Elli yıl öğrenmek için uzun bir süredir; çıraklığa da yeter, kalfalığa da. Sanat mesleğe benzemez, meslekte elbette bir gün ilerler, ustalaşırsınız; sanatta ise ustalık evresine çok az kişi erişebilir. Yine az kişi kalfalığa yükselir, pek çok kişi zorlu sınavı veremeyerek çıraklıkta kalır.
Yazarlığımın dengelemini yaptığımda, hep olumsuz bir tablo ile karşılaşmışımdır. Çırak mıyım, kalfa mıyım, bunun tartışmasını yapmış, ne yazık, sonuca varamamış, sonunda bunun açıklamasını yazın eleştirmenlerine, bir de siz değerli okuyucularıma bırakmışımdır.
Ünlü şairimiz Ahmet Emin Atasoy’u da bu soru ilgilendirmiş olacak ki Leş Kargaları kitabındaki bir şiirinde şöyle diyor:
“altmış yıl boyunca hep şiir yazdım
üstelik de şiir nedir bilmeden
bu işi bir bilen varsa, ey tanrım
anlatsın da öğreneyim ölmeden”
Gerçi yapmak istediklerim nelerdi?
Öncelikle Bulgaristan Türkleri Edebiyatında öyküyü öykünmecilikten kurtarmak istedim.
Öykümüz, yazınımızın gelişme gösterdiği altmışlı yıllarda korkunç, Orhan Kemal, Yaşar Kemal, Fakir Baykurt ve Sabahattin Ali etkisindeydi.

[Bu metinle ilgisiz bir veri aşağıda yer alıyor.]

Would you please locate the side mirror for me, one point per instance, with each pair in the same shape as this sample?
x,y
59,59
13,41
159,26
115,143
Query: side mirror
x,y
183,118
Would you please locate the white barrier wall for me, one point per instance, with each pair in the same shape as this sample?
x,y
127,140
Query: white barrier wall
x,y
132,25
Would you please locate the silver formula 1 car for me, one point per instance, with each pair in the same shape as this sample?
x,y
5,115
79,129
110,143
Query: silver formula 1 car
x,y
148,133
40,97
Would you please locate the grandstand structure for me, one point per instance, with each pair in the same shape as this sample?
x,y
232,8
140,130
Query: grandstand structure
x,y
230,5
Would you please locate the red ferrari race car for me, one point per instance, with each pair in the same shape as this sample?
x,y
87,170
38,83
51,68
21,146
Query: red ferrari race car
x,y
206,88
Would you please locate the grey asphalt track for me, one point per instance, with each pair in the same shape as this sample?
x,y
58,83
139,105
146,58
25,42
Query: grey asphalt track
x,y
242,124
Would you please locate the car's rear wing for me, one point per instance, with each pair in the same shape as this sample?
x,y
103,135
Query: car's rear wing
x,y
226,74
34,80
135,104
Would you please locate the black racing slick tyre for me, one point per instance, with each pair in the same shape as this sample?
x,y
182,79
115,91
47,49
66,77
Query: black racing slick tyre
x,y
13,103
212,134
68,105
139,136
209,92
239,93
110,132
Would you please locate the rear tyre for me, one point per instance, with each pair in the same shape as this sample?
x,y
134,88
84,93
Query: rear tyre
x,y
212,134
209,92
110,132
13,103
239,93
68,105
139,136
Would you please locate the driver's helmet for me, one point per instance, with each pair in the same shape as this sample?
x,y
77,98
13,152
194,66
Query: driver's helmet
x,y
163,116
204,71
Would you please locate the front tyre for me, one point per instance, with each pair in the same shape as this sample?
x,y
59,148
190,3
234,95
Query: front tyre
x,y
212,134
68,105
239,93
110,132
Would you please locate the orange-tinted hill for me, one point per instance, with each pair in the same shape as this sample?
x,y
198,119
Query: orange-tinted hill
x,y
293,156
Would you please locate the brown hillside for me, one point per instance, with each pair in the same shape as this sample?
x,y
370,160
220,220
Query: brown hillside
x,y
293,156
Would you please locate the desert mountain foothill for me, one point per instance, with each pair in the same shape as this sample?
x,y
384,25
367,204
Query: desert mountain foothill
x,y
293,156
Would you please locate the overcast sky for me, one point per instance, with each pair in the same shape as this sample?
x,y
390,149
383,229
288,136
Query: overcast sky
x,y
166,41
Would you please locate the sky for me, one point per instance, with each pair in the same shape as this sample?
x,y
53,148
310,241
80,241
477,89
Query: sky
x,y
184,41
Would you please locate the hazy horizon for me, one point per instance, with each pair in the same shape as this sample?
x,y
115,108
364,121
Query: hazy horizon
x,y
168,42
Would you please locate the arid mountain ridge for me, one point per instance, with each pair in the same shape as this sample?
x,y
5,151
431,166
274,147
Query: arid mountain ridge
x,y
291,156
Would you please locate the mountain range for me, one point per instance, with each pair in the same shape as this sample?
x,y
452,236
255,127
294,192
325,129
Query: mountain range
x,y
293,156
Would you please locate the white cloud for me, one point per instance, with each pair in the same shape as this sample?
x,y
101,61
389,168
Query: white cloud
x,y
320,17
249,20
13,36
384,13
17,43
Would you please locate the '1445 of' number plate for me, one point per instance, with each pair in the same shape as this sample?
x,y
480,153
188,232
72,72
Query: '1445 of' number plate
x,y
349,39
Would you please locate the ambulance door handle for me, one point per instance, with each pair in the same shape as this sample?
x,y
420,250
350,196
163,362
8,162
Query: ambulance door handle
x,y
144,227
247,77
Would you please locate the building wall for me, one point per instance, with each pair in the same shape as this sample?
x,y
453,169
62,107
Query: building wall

Türkiye’de köye yönelik, sosyalist gerçekçilik akımı tümüyle yazınımıza girmişti. Yazarlarımızın neredeyse hepsi köylerde yaşadıklarından, “köy edebiyatı” bütünüyle onları sarmıştı. Bilerek, isteyerek Türk klasiklerine öykünmek başlı başına bir moda, akım olmuştu. Bazı yazarlarımız bunun ayrımına vardılar; özgünlüğe ulaşma adına arayışlara girdiler; ancak, öyküye yoğunluk, derinlik getirelim derken, Sabahattin Ali’ye kilitlenip kaldılar. O nedenle önümde zorlu bir yol duruyordu. Öykümüzü kayıtsız koşulsuz sıradanlıktan, sığlıktan kurtarmalıydım. Özgünlüğü, kendi biçemimi arayışı sürdürdüm; sıkı bir uğraşı süreci başlattım. Yazdıklarımı değersiz, önemsiz buluyor, onları yırtıp atarak, yeniden yazmaya koyuluyordum. Bir öyküyü on, on iki kez yazdığım oluyordu. Okuyacağım Türkçe kitapların kısıtlı ya da çok az olması, çalışmalarımı zorlaştırıyor, öte yandan da beni daha etkin, daha yoğun uğraşılara itekliyordu. Sonunda, yapısında kendindenliğimi barındıran özgünlük, güçlüklerin arkasından arkadaşça bana el salladı, “Merhaba!” dedi. Onun yanına varmak belki yıllarımı alacak, belki ömrüm buna yetmeyecekti. Ama canımı dişime takıp, özgüvenime sığınarak, ne olursa olsun, kendi sesime, kendi haykırışıma kavuşmaya karar verdim.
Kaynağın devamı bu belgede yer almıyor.